Un homme d'un certain âge nous accueillit à l'entrée de la ville et se présenta.
« Je suis Aaron Flame, président de l'Association des Donjons de Hasemi. »
« Satō Ryōta. Enchanté. »
Je tendis ma main droite et serrai celle d'Aaron.
Soudain, je remarquai qu'Ève me fixait.
« Qu'est-ce qu'il y a ? »
« Lapin aussi, il ferait mieux de serrer la main ? »
Ève, qui n'avait d'ordinaire aucun intérêt pour ce genre de choses et ne faisait jamais attention aux convenances, avait elle-même proposé cela.
Autant en profiter, pensai-je, et je présentai Ève à Aaron.
« Elle est Ève Carlsleader. Une camarade. »
« Quoi ! Jusqu'à ce Vorpal Bunny… »
Aaron était surpris. Un surnom que j'entendais pour la première fois.
Je connaissais « Killing Rabbit », mais pas celui-là.
« J'ai l'impression que la dangerosité de ton surnom a augmenté. »
« Celui que je préfère, c'est "Lapin la carotte c'est la vie". »
« Ouais, je vois. Celui-là, personne ne l'utilise. »
Visiblement, j'avais touché juste. Ève fit la moue et me donna un coup de tranchant sur le front.
En me frottant le front, un peu douloureux, je me retournai vers Aaron.
« Explique-moi la situation en détail. Cell m'a demandé de venir absolument, mais je n'ai eu aucune explication précise. »
« C'est vrai ? Alors, pendant qu'on marche jusqu'à l'Association―― »
« Aaron-san ! »
Un jeune homme apparut devant Aaron, qui s'apprêtait à expliquer en marchant.
Il était bien mis, image du jeune entrepreneur.
« Randal… »
Apparemment, il s'appelait Randal. En prononçant ce nom, Aaron fit une expression très complexe.
La raison — je la compris immédiatement.
« C'est vrai que vous arrêtez le lait ? »
« Oui. C'est plus possible. »
« Pourquoi ? »
« C'est toi qui le demandes, Randal ? Le prix de rachat du lait baisse chaque année. Déjà, les aventuriers de cette ville ne peuvent plus maintenir ne serait-ce qu'un niveau de vie minimum. »
« Ce n'est pas une raison pour le supprimer et passer à un autre drop. Le lait de Calcium est très apprécié dans toutes les villes où on l'expédie. Il faut juste patienter un peu, les prix remonteront vite. »
« Tu dis ça, mais c'est pour quand ? Tu le répètes depuis toujours, mais quand est-ce que ça arrivera ? »

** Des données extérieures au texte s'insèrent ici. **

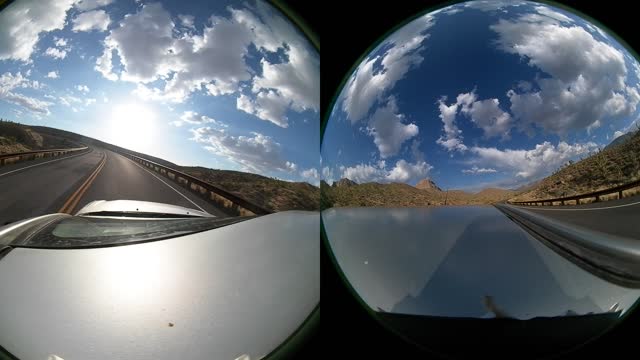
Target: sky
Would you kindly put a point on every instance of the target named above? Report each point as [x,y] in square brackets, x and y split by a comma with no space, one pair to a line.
[481,94]
[224,84]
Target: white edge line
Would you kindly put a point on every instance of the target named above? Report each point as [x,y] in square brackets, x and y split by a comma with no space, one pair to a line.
[174,189]
[46,162]
[588,209]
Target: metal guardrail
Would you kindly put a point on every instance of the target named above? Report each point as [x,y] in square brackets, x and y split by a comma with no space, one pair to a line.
[228,201]
[37,154]
[614,258]
[596,194]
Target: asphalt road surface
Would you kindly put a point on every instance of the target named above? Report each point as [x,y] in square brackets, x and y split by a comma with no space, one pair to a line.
[616,217]
[50,185]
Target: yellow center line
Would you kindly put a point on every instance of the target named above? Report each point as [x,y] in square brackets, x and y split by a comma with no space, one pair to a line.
[73,200]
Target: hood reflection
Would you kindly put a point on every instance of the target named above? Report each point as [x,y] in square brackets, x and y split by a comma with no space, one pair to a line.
[470,262]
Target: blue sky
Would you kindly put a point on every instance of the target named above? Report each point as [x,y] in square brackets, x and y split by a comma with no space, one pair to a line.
[223,84]
[481,94]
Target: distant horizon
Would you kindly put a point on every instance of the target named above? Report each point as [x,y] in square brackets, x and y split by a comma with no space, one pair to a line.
[474,95]
[153,155]
[166,78]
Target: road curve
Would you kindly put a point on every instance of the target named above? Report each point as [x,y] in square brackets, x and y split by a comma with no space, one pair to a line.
[44,186]
[123,179]
[615,217]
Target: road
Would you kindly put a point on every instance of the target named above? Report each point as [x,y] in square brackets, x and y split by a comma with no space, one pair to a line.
[68,183]
[616,217]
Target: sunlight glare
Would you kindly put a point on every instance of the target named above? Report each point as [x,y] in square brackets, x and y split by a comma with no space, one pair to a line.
[132,126]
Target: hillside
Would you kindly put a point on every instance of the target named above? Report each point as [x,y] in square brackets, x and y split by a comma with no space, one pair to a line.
[269,193]
[15,137]
[272,194]
[614,165]
[400,195]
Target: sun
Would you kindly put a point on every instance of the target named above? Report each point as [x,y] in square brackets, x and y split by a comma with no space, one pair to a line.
[132,126]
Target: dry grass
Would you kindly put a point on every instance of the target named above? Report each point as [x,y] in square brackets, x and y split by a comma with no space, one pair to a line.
[403,195]
[611,167]
[272,194]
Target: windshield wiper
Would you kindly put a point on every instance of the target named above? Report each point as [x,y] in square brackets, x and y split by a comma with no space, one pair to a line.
[137,214]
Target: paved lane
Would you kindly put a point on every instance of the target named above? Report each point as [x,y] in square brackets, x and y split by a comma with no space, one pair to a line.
[123,179]
[48,186]
[42,189]
[616,217]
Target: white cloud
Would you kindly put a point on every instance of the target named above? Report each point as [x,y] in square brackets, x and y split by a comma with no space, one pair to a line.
[150,49]
[388,131]
[327,174]
[9,82]
[269,105]
[92,20]
[60,42]
[587,77]
[534,163]
[452,139]
[596,124]
[187,21]
[491,5]
[362,173]
[311,175]
[549,12]
[476,170]
[291,166]
[617,134]
[85,5]
[83,88]
[192,117]
[68,100]
[365,87]
[55,53]
[403,171]
[24,21]
[255,153]
[245,104]
[487,115]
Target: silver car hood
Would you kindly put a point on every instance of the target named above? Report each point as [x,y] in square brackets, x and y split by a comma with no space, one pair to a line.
[138,206]
[236,292]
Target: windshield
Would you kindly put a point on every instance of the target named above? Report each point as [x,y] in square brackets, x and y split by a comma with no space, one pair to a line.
[78,231]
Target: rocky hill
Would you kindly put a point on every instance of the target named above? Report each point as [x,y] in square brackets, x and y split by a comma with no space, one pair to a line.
[16,137]
[272,194]
[427,184]
[425,193]
[617,164]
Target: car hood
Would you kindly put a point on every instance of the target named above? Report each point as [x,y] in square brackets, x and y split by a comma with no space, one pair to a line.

« Maintenant, c'est le moment où tout le monde doit serrer les dents ensemble. Si on passe ce cap, c'est sûr que―― »
« Ah, désolé. »
Randal qui s'emporte, Aaron qui a l'air résigné.
Je m'interposai entre les deux.
« Et toi, c'est qui ? »
« J'ai entendu la conversation, j'ai à peu près compris. »
« Quoi ? »
« Tu es un acheteur, non ? Ou celui qui tient les ficelles des acheteurs de cette ville. »
« Et alors ? »
Randal me regarda avec des yeux méfiants, comme on regarde un type louche.
Son regard m'était égal.
« En l'occurrence, tu ne parles pas une seule fois de remonter les prix de rachat, tu ne sors que du moralisme sur le fait de "serrer les dents ensemble". »
« C'est… »
« Quand un produit n'est plus rentable, le producteur l'abandonne pour s'en tourner vers un autre. C'est la base. »
« — Alors c'est ça ! »
Aaron fit une mine réjouie, comme s'il voyait un dieu sauveur.
« Bon, j'ai compris. J'accepte. »
« Merci ! Merci beaucoup, Ryōta Satō-sama ! »
« Ryōta Satō !? »
Aaron était en larmes d'émotion, Randal, stupéfait.
C'est ainsi que j'ai accepté de m'occuper de la sélection variétale au donjon de Calcium.